AI Generated Spam Countermeasures

Hey all, I wanted to start a topic to discuss countermeasures against AI generated spam (and other similar problems like mass disinformation campaigns and fake news).

It’s a hot topic right now; OpenAI has announced they are releasing their full GPT-2 model to researchers to study detection and misuse potential. And a project of my own may apparently be one of the first instances of a text-generation model being used in the wild for trolling.

For my particular instance, I’ve added an invisible unicode watermark to the generated text from my model so that naive copy/pasting to other places can easily be detected and filtered if necessary. Unfortunately, this watermark would be trivial to remove (and does nothing to prevent bad-actors from creating their own models and using them for nefarious purposes).

I’ve seen some people working on machine learning detectors for GPT-2 generated text. And xkcd floated the idea of programmatically determining the quality of posts (warning: foul language within!) so that if bots are going to spam at least they’ll be spamming constructive and helpful things.

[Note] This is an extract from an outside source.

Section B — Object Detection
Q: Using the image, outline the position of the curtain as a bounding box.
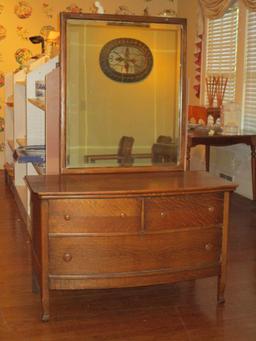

I’m interested in what other attack vectors there are, what ideas for countermeasures people have, and whether you’ve seen any other approaches tried already.

This seems like an area that is going to need lots of attention in the future.


It looks like OpenAI has published a dataset of GPT-2 outputted text here and provided a baseline of detection models.

I’m curious whether a detector that is good at detecting GPT-2 output is also good at detecting output from other models like AWD-LSTM or whether a new detection model is needed for each generation model.